As Sharma discusses, you’re not moving Heyward unless a ton of his salary is eaten, and I’d add that even that is a challenging trade to put together (limited pool of suitors, limited no-trade clause, etc.). Then there’s the prospect of trading Kyle Schwarber, but if you’re trading Schwarber to make room for Castellanos, how much are you really improving the offense? I know I’m a huge Schwarber homer, but it’s not as if that enormous offensive ability hasn’t always been there, and then showed itself in a very real way in the second half of 2019. (Also, it’s not at all impossible that Schwarber is actually a better defensive left fielder than Castellanos would be.)

(Photo by Jonathan Daniel/Getty Images)

I suppose what I’m tap-dancing around is the fact that Castellanos cannot return to the Cubs unless they find a way to trade Heyward or Schwarber (for huge value, damn it), or unless they decide they simply have to have Castellanos back regardless of the outfield fit.

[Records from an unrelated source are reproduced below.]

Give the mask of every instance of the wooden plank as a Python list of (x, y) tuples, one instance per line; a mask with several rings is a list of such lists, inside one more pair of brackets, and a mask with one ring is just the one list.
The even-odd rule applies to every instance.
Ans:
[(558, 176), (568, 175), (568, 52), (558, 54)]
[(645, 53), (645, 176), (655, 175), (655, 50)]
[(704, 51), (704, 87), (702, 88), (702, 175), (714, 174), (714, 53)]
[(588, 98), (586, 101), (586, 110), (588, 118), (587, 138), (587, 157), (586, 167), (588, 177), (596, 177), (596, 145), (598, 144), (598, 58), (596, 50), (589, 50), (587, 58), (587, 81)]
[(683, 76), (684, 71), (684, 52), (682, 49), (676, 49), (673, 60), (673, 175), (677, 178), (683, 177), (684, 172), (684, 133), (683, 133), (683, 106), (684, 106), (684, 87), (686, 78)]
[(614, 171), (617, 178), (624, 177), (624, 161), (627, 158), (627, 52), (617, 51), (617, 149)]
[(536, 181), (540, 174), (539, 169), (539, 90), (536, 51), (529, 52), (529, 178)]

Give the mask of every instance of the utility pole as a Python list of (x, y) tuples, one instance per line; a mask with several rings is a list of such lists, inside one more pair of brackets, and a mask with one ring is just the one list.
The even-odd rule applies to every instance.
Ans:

Hey, maybe it’s one of those “get ’em all and figure it out later because sometimes guys gets hurt.” Financially, though, that seems an unrealistic hope.

Hey, maybe none of Castellanos, Schwarber, or Heyward starts every single day, and you find a way to coordinate the trio with a premium defensive center fielder (whoever that would be … ) and optimize match-ups on a day-to-day basis? Would that actually work, though? It’s hard to see, given that you’re going to want Castellanos in there every day, and he probably plays only right field at that point.

I am very happy to hear that Castellanos still would dig a return to the Cubs, and vice versa. His style of play, his line-drive stroke, his alley-to-alley power at Wrigley Field … it all just fits so very well for the Cubs at this moment in time. But I still struggle to see it realistically coming together, and it probably requires a Jason Heyward or Kyle Schwarber trade.